All asylum seekers who launched legal challenges against Rwanda scheme released from detention
High Court judges have several individual legal challenges against the Home Office, by people arguing that their removal from the UK would be unlawful, until the assessment process is complete.
They have received “reasonable grounds” decisions from the National Referral Mechanism, which is the government’s own official framework for identifying and supporting victims of modern slavery and human trafficking.
But the High Court heard that the asylum seekers were not flagged to the scheme until after they were detained by the Home Office and served with legal notices saying they would be sent to Rwanda.
Giving legal directions ahead of a full judicial review of the policy, which will start on 5 September, Lord Justice Lewis said a “number of claimants” had been referred to the NRM.
He said a decision had been taken that there were reasonable grounds that they had been subjected to trafficking, and they would not be removed to Rwanda before a final decision is taken.
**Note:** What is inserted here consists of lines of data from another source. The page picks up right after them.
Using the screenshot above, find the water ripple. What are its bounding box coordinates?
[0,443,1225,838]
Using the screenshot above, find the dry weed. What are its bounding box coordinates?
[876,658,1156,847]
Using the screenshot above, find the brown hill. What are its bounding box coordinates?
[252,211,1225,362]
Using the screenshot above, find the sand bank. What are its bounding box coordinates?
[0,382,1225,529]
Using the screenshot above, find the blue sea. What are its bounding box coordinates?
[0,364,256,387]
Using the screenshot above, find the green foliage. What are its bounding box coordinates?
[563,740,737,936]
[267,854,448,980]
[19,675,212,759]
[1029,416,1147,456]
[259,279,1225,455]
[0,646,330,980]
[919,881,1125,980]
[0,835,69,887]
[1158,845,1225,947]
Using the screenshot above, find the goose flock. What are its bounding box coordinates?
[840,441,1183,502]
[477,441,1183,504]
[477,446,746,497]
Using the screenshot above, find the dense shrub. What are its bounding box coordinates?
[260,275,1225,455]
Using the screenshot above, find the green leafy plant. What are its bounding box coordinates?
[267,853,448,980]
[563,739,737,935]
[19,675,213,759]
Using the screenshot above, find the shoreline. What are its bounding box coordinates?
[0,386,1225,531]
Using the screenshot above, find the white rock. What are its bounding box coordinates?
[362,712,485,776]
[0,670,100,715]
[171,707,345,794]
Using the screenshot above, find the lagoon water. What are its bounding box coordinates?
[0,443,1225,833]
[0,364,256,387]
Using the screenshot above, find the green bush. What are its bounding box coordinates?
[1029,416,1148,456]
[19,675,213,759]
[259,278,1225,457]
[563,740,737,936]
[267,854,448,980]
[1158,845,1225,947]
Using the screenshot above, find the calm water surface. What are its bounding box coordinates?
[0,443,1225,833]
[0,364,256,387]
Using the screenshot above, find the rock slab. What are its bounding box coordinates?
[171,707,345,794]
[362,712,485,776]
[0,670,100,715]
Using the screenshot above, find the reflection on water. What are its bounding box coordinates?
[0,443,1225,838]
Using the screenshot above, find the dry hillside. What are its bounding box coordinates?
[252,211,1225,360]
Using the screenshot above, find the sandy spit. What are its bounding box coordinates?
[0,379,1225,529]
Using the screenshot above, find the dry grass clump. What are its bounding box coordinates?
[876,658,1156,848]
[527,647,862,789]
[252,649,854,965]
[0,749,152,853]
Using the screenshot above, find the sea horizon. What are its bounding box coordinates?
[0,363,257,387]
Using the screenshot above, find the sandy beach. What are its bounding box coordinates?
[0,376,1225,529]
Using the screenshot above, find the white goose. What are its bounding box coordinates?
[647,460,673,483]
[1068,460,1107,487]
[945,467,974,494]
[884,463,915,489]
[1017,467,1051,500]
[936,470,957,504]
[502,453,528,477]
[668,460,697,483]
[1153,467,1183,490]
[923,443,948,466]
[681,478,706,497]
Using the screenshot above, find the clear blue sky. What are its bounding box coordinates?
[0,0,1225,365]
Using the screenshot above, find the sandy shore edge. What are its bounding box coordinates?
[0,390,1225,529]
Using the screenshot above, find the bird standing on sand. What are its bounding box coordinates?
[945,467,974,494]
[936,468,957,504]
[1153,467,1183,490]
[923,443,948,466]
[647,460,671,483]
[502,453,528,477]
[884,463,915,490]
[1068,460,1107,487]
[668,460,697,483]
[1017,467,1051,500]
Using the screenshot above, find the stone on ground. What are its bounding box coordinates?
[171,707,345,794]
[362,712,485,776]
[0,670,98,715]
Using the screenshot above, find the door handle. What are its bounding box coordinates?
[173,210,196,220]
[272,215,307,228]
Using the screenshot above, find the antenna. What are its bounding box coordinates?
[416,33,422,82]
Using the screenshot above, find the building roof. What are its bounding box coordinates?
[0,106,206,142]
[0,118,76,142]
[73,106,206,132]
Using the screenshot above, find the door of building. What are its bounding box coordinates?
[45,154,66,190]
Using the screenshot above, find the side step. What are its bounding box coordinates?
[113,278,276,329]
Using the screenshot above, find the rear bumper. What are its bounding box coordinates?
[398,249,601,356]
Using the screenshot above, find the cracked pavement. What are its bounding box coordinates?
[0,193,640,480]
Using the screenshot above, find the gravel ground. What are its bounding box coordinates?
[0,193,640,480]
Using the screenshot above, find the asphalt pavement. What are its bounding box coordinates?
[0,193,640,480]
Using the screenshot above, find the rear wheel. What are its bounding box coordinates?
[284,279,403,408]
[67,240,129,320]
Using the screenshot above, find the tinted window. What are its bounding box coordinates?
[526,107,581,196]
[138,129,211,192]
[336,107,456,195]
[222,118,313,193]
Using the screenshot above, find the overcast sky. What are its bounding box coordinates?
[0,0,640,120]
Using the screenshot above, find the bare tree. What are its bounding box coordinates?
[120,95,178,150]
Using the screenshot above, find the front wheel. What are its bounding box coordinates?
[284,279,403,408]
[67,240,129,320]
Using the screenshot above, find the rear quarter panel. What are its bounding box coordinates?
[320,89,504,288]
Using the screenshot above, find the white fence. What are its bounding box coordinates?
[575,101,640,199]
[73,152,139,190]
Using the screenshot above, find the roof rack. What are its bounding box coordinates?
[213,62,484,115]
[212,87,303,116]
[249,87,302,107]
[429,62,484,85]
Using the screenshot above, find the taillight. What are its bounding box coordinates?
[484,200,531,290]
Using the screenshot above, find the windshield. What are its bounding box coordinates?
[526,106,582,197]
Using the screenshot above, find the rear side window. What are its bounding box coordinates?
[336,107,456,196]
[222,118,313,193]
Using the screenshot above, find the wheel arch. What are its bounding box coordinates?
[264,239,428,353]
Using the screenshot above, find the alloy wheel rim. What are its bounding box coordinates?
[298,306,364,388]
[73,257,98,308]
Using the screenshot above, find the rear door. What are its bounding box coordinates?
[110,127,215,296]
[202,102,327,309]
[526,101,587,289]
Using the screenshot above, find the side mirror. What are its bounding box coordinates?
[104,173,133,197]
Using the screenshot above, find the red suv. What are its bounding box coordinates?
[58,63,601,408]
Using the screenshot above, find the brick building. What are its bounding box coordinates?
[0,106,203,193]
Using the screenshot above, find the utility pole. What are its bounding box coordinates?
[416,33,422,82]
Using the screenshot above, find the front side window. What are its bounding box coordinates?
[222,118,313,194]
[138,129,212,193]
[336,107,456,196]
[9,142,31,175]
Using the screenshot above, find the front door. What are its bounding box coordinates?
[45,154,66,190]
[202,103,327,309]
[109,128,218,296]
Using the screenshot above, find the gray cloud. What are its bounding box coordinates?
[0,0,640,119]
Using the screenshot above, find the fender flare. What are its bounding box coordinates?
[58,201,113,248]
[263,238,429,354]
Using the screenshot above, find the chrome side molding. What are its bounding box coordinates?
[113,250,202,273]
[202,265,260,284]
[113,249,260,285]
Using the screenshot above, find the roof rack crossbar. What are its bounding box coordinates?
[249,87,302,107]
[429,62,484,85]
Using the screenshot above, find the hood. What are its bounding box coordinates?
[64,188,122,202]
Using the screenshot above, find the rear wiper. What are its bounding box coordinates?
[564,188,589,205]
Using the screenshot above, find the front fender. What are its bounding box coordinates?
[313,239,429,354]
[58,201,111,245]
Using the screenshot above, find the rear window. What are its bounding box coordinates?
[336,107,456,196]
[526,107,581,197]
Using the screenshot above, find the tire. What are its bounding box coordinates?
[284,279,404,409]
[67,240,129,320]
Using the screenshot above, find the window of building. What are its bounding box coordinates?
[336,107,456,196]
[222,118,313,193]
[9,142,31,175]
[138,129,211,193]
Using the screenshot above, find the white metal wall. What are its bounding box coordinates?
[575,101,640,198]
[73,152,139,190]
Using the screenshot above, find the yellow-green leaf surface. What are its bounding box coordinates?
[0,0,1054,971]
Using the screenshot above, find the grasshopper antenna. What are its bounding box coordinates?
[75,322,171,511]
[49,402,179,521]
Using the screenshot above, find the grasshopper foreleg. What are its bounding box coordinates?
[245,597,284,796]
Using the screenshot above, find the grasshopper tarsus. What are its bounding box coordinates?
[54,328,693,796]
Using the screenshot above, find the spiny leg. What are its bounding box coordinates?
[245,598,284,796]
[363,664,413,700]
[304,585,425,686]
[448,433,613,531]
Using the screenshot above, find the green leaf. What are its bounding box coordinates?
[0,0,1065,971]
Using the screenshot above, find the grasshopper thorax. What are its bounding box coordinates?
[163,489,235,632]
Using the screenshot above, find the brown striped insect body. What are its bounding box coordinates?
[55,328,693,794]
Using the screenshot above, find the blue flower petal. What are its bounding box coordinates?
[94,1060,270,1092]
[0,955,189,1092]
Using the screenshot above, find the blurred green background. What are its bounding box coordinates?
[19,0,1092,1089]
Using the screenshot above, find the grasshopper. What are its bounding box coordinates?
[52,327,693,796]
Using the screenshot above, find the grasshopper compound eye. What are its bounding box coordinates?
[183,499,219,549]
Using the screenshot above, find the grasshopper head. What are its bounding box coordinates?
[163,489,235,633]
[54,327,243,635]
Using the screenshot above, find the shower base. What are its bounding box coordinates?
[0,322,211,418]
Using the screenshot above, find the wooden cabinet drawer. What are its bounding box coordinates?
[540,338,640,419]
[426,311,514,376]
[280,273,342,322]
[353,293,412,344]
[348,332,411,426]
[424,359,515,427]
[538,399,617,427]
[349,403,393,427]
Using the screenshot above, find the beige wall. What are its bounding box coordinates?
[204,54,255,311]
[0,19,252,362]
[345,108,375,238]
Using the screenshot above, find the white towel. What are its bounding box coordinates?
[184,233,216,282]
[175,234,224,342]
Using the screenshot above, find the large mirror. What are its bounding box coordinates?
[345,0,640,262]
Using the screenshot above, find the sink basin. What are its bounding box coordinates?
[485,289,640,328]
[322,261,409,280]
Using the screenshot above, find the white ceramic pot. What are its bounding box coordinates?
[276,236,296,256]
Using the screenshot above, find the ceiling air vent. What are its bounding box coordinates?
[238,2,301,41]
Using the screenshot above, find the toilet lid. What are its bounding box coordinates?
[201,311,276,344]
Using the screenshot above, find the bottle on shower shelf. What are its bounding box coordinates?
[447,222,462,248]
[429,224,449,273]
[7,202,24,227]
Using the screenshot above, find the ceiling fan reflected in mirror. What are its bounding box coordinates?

“If they are found to be victims of trafficking, they might be granted discretionary leave by the home secretary,” the judge told a hearing on Wednesday.
Lord Justice Lewis said the legal challenges by those claimants would be stayed until a final decision is made by the NRM.
He added that the High Court would also delay its consideration of a series of unlawful detention claims by people selected for removal to Rwanda, as “all those detained have been released on bail” and the only matter outstanding is claims for damages against the Home Office.
The full judicial review, brought by asylum seekers from countries including Syria and Iraq, two charities and a union representing Border Force staff, is due to be heard later this year.
The High Court has set a five-day hearing starting on 5 September, but lawyers for the claimants had argued for a later date and said they did not have sufficient time to prepare their cases.
They have been sent thousands of documents by the Home Office, which showed that the UK High Commissioner to Rwanda and Foreign Office repeatedly advised against pursuing an asylum deal with Rwanda.
New decisions have also been in some of the claimants’ cases in recent weeks, but lawyers representing Priti Patel had argued that the full hearing should go ahead as soon as possible.
“There is a strong public interest in listing this case expeditiously,” said written documents lodged by the Home Office team.
“An adjournment beyond 5 September would be contrary to the strong public interest in permitting the government to put into effect a policy intended to deter illegal, unnecessary and dangerous journeys.”
Lord Justice Lewis said the High Court accepted there was a “strong public interest in hearing these claims as soon as possible” and that the claimants would have time to present their cases fairly by September.
Documents presented to Tuesday’s hearing said that Rwanda was “initially excluded from the shortlist of potential partner countries for the proposed immigration policy on human rights grounds”.
They show that on 10 February 2021, the UK High Commissioner to Rwanda indicated that the country “should not be pursued as an option for the planned migration policy”.
The reasons given included that it “has been accused of recruiting refugees to conduct armed operations in neighbouring countries”, has a “poor human rights record regardless of the conventions it has signed up to” and has been criticised by the UK for extrajudicial killings, deaths in custody, enforced disappearances, torture and crackdowns on anyone critical of the regime.
The claimant’s submissions to the High Court showed numerous memos flying around the Foriegn Office over the agreement, with many raising concerns about Rwanda’s human rights record and “concerns over violations for political opposition or those who oppose president Paul Kagame”.
Further advice against any agreement with Rwanda was issued by officials in the Foreign Office, including a 20 May 2021 memo saying it “continue[d] to advise No10 against engagement” and suggesting that it does not have a “functioning asylum system in compliance with Refugee Convention obligations”.
Six days later, an internal email within the Foreign Office indicated that the then-foreign secretary Dominic Raab had said the test should be “whether, with financial support, the host country could get up to European Convention of Human Rights standards”.
Documents indicated that Home Office officials visited Rwanda prior to the creation of the memorandum understanding, but a March memo stated that the country “depends heavily” on the UN Refugee Agency (UNHCR) and aid agencies for delivering their domestic asylum system and that there was “no independent verification” for Kigali’s claims over its capabilities.
An internal government memo from 12 April, a day before the memorandum of understanding was signed, said the agreement was “unenforceable, consisting in part of upfront payments, meaning fraud risk is very high”.
It added: “There is limited evidence about whether these proposals will be a sufficient deterrent for those seeking to enter the UK illegally. If [legally] challenged, there is a risk we will not be able to sufficiently demonstrate ‘objectivity’, based on rigorous analysis of the evidence.”
Official government guidance published in May found Rwanda to be a safe country, but the claimants revealed that the Rwandan government itself had been sent a draft to review and asked for edits.